I overheard Steve giving Charlie an updated status—he was planning to interview Nerd, bring him into the station, intimidate him. Would Nerd hold up? Would he tell Steve anything? I thought of the flash drive and of Nerd’s confession. “Digitally signed,” he’d said.

But what did that mean exactly? And could it actually help me if I needed it to?

“Earth to Amy. Better flip it again.”

“Seems like I was just there,” I added, turning the sandwich over one more time before taking it off the burner. My mouth watered at the smell of the butter and melted cheese and the toasted bread. I cooked it in extra butter, after all, just the way Snacks liked it. I’d been losing weight since Katie’s death but would steal a bite before she dug into it.

“Babe, that was a few weeks ago.”

“You keeping tabs on me?” I scolded, but shrugged it off jokingly. “It’s sad being there, Steve.
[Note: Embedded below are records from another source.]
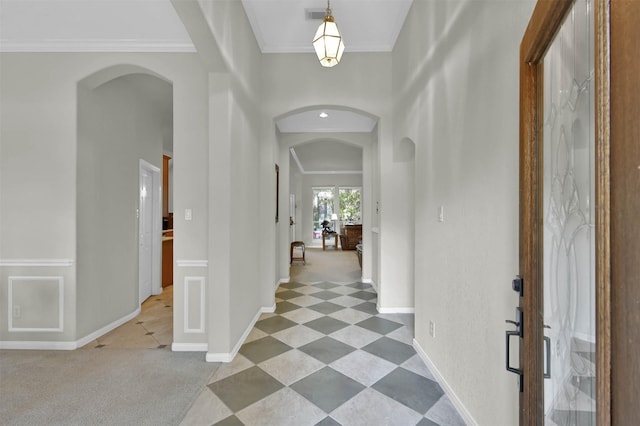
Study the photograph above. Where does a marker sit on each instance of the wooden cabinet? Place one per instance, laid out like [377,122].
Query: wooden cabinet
[167,258]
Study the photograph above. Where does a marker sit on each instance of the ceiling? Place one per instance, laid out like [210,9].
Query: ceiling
[280,26]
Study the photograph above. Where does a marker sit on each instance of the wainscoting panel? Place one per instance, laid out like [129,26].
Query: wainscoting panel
[36,303]
[194,298]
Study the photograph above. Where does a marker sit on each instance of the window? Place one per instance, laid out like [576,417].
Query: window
[350,212]
[322,209]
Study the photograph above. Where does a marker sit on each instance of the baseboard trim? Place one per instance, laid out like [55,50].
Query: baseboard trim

You should see it. All of Dad’s things are boxed away. She even had his oak tree chopped down. Said it would open up the yard and help with the resale value.”

Steve leaned over my shoulder, sneaking a bite of our baby girl’s sandwich. He devoured a corner, a moan slipping from his mouth. “Damn, that’s good. But hot!” he said, waving at his mouth. “I’m not taking sides, but your mom is probably right. I mean, she’s got to be lonely and probably wants to find folks her own age. Maybe an over-sixty-five community?” And as he finished, he stole another bite.

“Babe!” I yelled, but eagerly joined him, eating up the other corner. “I can make her another one.” We shared the rest of our daughter’s sandwich, saying nothing about my confession. I’d been preparing to answer any of his questions, expecting him to have been in detective mode from the moment I heard the shower come on. Instead, I found Steve—the father of our children, the husband I married, the man who asked what music I liked and then scoffed when I had danced to a country tune. Maybe my confession had changed something, and maybe it changed everything.

God, I hope so.

What Steve was doing was illegal. I knew that. Exactly which laws were being broken, I didn’t know.

Obstruction of justice, maybe? Or tampering with the evidence? What exactly could he be charged with? What if Charlie discovered Steve was sitting on my buttons, stalling the case until it was forgotten? And if we were both arrested, what then?